Re: [PATCH] pi_stress: Add memory barrier to resolve crash

Crystal Wood <crwood@xxxxxxxxxx> · Thu, 24 Oct 2024 15:12:40 -0500

On Thu, 2024-10-24 at 12:26 -0400, John B. Wyatt IV wrote:
> @@ -952,12 +953,31 @@ void *high_priority(void *arg)
>  			    ("high_priority[%d]:
> pthread_barrier_wait(finish): %x", p->id, status);
>  			return NULL;
>  		}
> +
> +
> +		/**
> +		 * The pthread_barrier_wait should guarantee that
> only one
> +		 * thread at a time interacts with the variables
> below that
> +		 * if block.

How is that guaranteed?

> +		 *
> +		 * GCC -O2 rearranges the two increments above the
> wait
> +		 * function calls causing a race issue if you run
> this
> +		 * near full cores with one core (2 threads) free
> for
> +		 * housekeeping. This causes a crash at around 2
> hour of
> +		 * running. You can prove this by commenting out the
> barrier
> +		 * and compiling with `-O0`. The crash does not show
> with
> +		 * -O0.
> +		 *
> +		 * Add a memory barrier to force GCC to increment
> the variables
> +		 * below the pthread calls.
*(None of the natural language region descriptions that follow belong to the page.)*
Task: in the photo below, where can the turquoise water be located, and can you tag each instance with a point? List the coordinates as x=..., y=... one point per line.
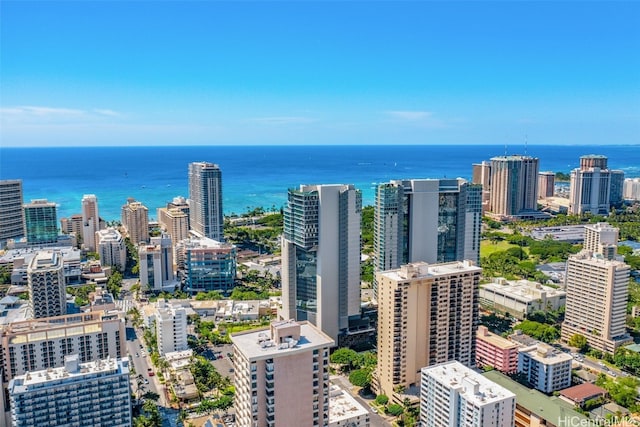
x=259, y=175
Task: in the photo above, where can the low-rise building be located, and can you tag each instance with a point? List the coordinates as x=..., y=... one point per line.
x=545, y=368
x=344, y=410
x=453, y=395
x=76, y=395
x=535, y=409
x=495, y=351
x=520, y=298
x=579, y=394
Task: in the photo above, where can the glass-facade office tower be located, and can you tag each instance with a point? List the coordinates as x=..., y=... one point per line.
x=41, y=222
x=321, y=256
x=11, y=211
x=205, y=200
x=430, y=220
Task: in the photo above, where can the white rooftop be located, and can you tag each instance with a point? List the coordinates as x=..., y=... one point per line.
x=257, y=344
x=476, y=388
x=420, y=270
x=65, y=374
x=522, y=290
x=343, y=406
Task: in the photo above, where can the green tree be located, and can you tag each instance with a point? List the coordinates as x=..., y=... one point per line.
x=395, y=409
x=360, y=378
x=382, y=399
x=344, y=356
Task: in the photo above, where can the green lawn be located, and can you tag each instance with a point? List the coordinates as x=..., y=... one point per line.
x=487, y=247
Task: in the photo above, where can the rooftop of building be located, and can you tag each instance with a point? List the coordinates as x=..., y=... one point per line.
x=421, y=270
x=263, y=343
x=494, y=339
x=552, y=409
x=69, y=254
x=38, y=328
x=596, y=259
x=195, y=242
x=512, y=157
x=343, y=406
x=476, y=388
x=546, y=354
x=523, y=290
x=581, y=392
x=73, y=370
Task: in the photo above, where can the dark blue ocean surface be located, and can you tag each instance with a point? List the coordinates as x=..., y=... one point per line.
x=257, y=175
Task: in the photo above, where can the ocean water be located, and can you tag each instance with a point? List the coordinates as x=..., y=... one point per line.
x=256, y=175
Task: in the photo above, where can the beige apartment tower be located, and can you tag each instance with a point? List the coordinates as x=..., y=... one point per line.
x=282, y=375
x=46, y=284
x=514, y=185
x=546, y=184
x=427, y=314
x=135, y=219
x=90, y=221
x=597, y=293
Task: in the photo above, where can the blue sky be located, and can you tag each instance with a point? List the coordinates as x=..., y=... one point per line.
x=306, y=72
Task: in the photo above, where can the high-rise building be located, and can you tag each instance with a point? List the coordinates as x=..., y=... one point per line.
x=430, y=220
x=111, y=248
x=37, y=344
x=597, y=293
x=451, y=394
x=41, y=222
x=72, y=225
x=514, y=185
x=46, y=284
x=78, y=394
x=205, y=200
x=547, y=369
x=546, y=184
x=90, y=221
x=590, y=187
x=616, y=197
x=601, y=238
x=174, y=222
x=135, y=219
x=631, y=189
x=288, y=362
x=321, y=256
x=481, y=175
x=427, y=314
x=156, y=264
x=207, y=265
x=11, y=211
x=171, y=327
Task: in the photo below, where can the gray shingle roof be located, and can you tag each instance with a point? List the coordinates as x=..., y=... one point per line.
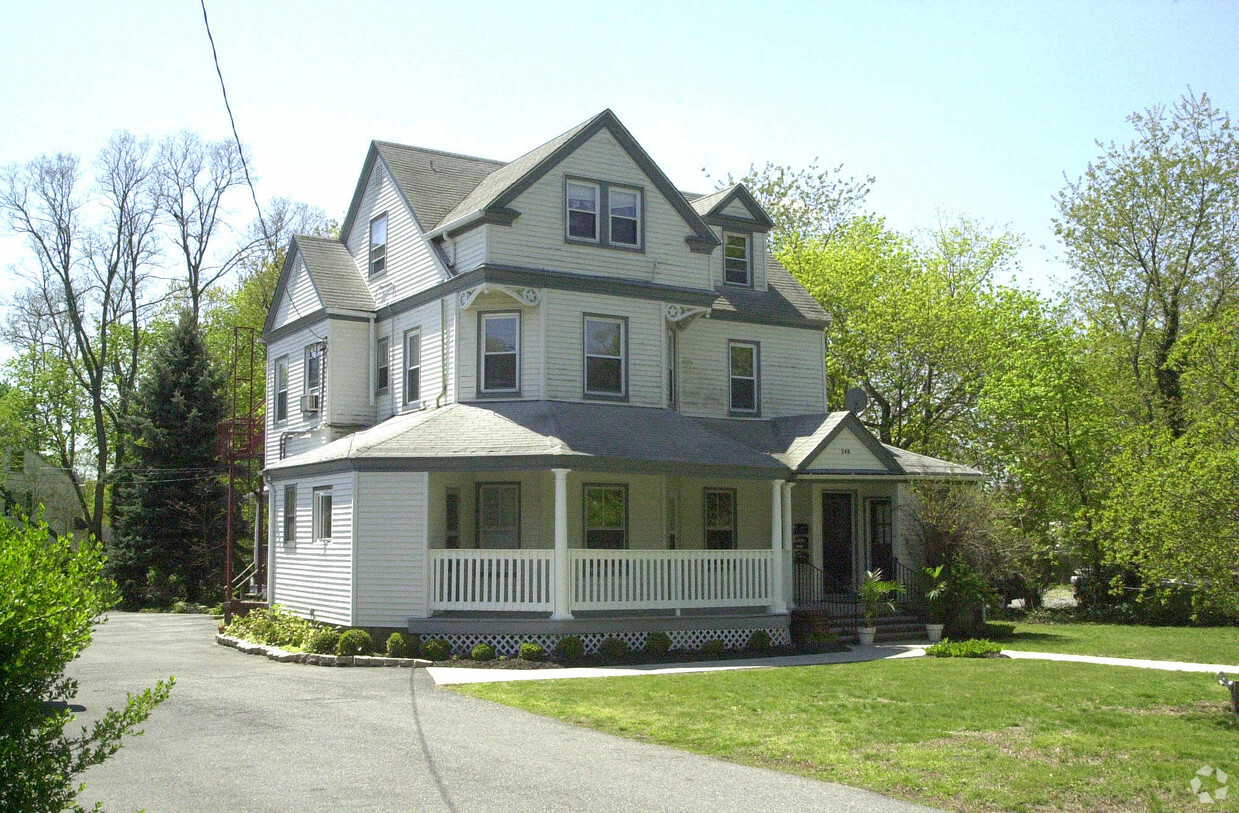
x=333, y=273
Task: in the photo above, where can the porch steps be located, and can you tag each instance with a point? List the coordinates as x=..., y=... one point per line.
x=898, y=627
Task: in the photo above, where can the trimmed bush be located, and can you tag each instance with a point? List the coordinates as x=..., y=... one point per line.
x=436, y=650
x=760, y=641
x=354, y=642
x=399, y=647
x=658, y=643
x=323, y=641
x=970, y=648
x=570, y=648
x=613, y=650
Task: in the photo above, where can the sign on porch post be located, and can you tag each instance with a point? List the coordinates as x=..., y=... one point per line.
x=561, y=574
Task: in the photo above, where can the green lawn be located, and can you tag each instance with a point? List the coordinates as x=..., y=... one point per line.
x=1201, y=645
x=971, y=735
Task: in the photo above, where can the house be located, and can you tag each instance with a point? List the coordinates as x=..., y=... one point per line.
x=29, y=482
x=517, y=400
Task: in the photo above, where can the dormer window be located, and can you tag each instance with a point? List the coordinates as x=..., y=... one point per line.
x=582, y=211
x=378, y=246
x=737, y=259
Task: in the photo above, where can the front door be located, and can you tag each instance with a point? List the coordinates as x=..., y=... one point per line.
x=836, y=538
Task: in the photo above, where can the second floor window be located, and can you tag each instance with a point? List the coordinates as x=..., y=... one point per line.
x=744, y=377
x=281, y=389
x=501, y=352
x=378, y=244
x=582, y=211
x=411, y=366
x=383, y=366
x=736, y=260
x=605, y=363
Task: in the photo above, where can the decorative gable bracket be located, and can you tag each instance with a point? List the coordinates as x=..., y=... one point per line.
x=527, y=296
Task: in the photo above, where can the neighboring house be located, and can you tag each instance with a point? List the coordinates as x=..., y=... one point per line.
x=559, y=395
x=27, y=482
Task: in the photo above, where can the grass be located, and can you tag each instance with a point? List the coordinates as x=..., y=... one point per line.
x=1199, y=645
x=969, y=735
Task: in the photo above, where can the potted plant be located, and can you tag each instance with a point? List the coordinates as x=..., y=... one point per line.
x=875, y=594
x=934, y=590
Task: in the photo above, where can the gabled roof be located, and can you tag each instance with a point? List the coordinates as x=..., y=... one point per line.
x=332, y=272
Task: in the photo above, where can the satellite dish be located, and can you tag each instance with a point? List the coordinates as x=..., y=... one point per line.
x=856, y=400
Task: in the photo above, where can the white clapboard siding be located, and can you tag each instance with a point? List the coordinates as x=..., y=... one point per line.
x=314, y=579
x=565, y=347
x=791, y=368
x=537, y=237
x=392, y=548
x=300, y=298
x=410, y=264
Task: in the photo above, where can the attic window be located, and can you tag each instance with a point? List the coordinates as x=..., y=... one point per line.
x=378, y=244
x=582, y=211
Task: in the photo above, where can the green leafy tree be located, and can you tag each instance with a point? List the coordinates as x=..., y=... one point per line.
x=169, y=540
x=52, y=594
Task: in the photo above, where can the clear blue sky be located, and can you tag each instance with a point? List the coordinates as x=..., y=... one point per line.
x=974, y=108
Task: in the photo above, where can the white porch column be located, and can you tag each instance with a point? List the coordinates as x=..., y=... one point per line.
x=778, y=604
x=561, y=564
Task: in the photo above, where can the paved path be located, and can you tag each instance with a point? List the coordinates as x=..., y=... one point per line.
x=243, y=733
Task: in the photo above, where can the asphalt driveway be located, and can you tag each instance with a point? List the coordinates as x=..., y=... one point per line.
x=243, y=733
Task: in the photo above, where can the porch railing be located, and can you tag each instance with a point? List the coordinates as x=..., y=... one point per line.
x=668, y=579
x=504, y=580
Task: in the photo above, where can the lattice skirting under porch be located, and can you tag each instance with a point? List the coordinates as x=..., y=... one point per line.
x=509, y=645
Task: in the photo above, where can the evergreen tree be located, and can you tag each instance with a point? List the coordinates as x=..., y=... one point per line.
x=170, y=533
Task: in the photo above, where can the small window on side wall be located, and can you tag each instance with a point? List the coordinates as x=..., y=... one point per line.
x=378, y=246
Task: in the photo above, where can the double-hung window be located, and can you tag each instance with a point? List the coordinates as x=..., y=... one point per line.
x=290, y=513
x=411, y=366
x=322, y=509
x=720, y=518
x=582, y=211
x=378, y=244
x=745, y=377
x=383, y=366
x=281, y=389
x=625, y=224
x=501, y=353
x=737, y=268
x=605, y=356
x=606, y=516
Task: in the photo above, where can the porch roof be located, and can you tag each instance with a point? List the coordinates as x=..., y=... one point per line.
x=525, y=434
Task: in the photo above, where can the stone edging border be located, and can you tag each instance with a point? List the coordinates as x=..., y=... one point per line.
x=312, y=658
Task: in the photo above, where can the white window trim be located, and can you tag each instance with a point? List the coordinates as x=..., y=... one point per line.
x=587, y=356
x=482, y=353
x=411, y=362
x=569, y=210
x=748, y=259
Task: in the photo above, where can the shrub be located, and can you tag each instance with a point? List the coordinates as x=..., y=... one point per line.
x=322, y=641
x=436, y=650
x=354, y=642
x=613, y=650
x=570, y=648
x=760, y=641
x=658, y=643
x=400, y=647
x=970, y=648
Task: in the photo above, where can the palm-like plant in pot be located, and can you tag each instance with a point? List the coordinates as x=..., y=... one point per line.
x=875, y=595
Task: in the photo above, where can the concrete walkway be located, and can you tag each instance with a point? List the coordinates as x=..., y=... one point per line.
x=243, y=734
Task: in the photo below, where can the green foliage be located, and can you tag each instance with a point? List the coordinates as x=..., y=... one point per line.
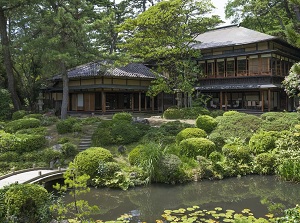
x=194, y=147
x=263, y=142
x=279, y=121
x=169, y=170
x=75, y=184
x=240, y=125
x=173, y=128
x=5, y=104
x=237, y=153
x=190, y=133
x=19, y=124
x=69, y=125
x=18, y=114
x=207, y=123
x=26, y=203
x=264, y=163
x=87, y=161
x=122, y=116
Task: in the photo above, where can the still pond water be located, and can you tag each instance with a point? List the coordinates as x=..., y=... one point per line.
x=148, y=203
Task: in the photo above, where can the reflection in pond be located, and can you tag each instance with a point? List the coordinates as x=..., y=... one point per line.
x=257, y=193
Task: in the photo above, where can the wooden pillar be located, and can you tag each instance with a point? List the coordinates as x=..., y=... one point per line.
x=103, y=95
x=269, y=99
x=132, y=101
x=262, y=101
x=152, y=103
x=221, y=100
x=226, y=101
x=140, y=101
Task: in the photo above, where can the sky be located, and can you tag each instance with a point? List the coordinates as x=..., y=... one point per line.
x=220, y=10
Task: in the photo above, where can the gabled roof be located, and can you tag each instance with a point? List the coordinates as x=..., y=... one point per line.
x=93, y=69
x=230, y=35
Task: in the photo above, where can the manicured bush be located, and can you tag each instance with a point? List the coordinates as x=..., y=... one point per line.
x=135, y=156
x=87, y=161
x=37, y=116
x=9, y=156
x=264, y=163
x=169, y=170
x=18, y=114
x=194, y=147
x=279, y=121
x=237, y=153
x=173, y=128
x=69, y=150
x=172, y=113
x=190, y=133
x=207, y=123
x=240, y=125
x=16, y=125
x=26, y=203
x=5, y=104
x=67, y=126
x=122, y=116
x=262, y=142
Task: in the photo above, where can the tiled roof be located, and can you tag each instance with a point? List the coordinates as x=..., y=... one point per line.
x=230, y=35
x=92, y=69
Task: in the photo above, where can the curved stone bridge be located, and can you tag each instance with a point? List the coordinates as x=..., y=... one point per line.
x=31, y=176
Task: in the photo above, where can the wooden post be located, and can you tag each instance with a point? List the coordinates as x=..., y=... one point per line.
x=140, y=101
x=103, y=101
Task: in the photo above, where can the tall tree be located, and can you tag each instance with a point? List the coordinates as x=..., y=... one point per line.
x=163, y=37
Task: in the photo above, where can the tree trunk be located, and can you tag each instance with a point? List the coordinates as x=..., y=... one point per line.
x=65, y=99
x=8, y=61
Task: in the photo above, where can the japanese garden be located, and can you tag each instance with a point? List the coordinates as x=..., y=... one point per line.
x=152, y=112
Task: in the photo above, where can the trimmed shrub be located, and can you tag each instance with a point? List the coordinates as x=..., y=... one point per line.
x=194, y=147
x=172, y=113
x=264, y=163
x=190, y=133
x=262, y=142
x=207, y=123
x=16, y=125
x=279, y=121
x=122, y=116
x=27, y=203
x=87, y=161
x=169, y=170
x=37, y=116
x=69, y=150
x=135, y=156
x=18, y=114
x=9, y=156
x=173, y=128
x=5, y=104
x=237, y=153
x=67, y=126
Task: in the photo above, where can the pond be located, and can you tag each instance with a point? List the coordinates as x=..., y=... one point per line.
x=260, y=194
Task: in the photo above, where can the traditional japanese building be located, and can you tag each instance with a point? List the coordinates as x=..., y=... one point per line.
x=93, y=88
x=244, y=69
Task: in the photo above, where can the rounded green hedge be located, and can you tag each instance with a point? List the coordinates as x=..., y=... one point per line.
x=190, y=133
x=122, y=116
x=194, y=147
x=262, y=142
x=87, y=161
x=19, y=124
x=207, y=123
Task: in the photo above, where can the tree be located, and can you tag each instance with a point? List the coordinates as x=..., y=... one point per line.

This funcion depends on
> C11.
> +		 **/
> +		atomic_thread_fence(memory_order_seq_cst);

That's kind of nuts that pthread_barrier_wait() doesn't even act as a
compile barrier (which a simple external function call should do), much
less a proper memory barrier.  In fact I'd go beyond that to call it a
bug, just as if there were a mutex implementation that required users
to do this.

And POSIX agrees:
https://pubs.opengroup.org/onlinepubs/9699919799/basedefs/V1_chap04.html#tag_04_12

Is it possible that something else is going on here, and it's just
being hidden by changing the timing?  What exactly is the race you're
seeing?  It looks like there should be only one high priority thread
per group, so is it racing with a reader, or watchdog_clear(),
or...?How does the crash happen?  What is the helgrind output?

-Crystal